The inhibitors plates were washed 5 times with 0.05% Tween20 in PBS (PBST) and nonspecific binding sites were blocked by adding 200 μl of 5% skim milk in PBST incubated at 37 °C for 2 h. The plates were then washed as before, the serum samples were then diluted 2 fold (IgG1 1:800–1:25600, IgG2a 1:200–1:6400) in 5% skim milk/PBST and 50 μl added to each well. The plates were incubated at 37 °C for 4 h washed as before, secondary antibody, biotin-conjugated

goat anti-mouse IgG1 or goat anti-mouse IgG2a (Southern Biotechnology Associates, Birmingham, AL) was diluted to 1:500 in 1% bovine serum albumin/PBST (Sigma) (BSA/PBST) was added to respective wells in a 50 μl volume, and incubated overnight at 4 °C. The plates were washed in PBST and 50 μl of streptavidin horseradish peroxidise (Amersham Biosciences) diluted 1:500 in 1% BSA/PBST was added and incubated at 37 °C for 2 h. OTX015 supplier Next the antibodies were detected using 0.01 mg/ml tetramethyl-benzidine (Sigma) substrate dissolved in dimethyl sulfoxide (Sigma) diluted in citrate/phosphate substrate buffer (Sigma) selleck chemicals and incubated for 30 min at room temperature. The optical densities (OD) were measured at 405 nm using a Tecan Infinite m200 Pro Spectrometer.

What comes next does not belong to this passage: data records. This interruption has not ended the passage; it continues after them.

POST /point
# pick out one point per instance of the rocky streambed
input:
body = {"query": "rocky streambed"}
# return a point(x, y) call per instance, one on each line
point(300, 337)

For T cell-based assays SD or SEM were calculated

and p-values determined using a two-tailed, two sample equal variance or unequal variance Student’s t-test or one-way ANOVA to compare the groups, followed by post hoc analysis with Sidak multiple comparison test using IBM, SPSS (formerly known as Statistical Package for the Social Sciences) statistical software version

21. Except where stated, experiments were repeated at least three times. To determine endpoint titres, serum from unimmunised mice was titrated across an ELISA plate beginning at the same dilution as the samples. The samples were considered as positive when the OD was at least 3 times the unimmunised mouse serum. Sample that were found not be positive were assigned the titre of half the unless first dilution. The serum antibody responses were compared using the Mann–Whitney U test was performed using Prism software version 6.02 (Graphpad Inc.) and these antibody experiments were repeated two times. When BALB/c mice were i.n./i.m. prime-boost immunised using the IL-4R antagonist vaccine as described in Table 1 (strategies 2–4), and the CD8+ T cell avidity was evaluated using tetramer dissociation assays, which is a direct measurement of the binding strength of the tetramer MHC-I/peptide to the TCR/complex of the HIV-specific CD8 T cell. This measurement is independent of the numbers of tetramer positive cells in the sample or the ability of a CD8 T cell to express IFN-γ upon peptide stimulation.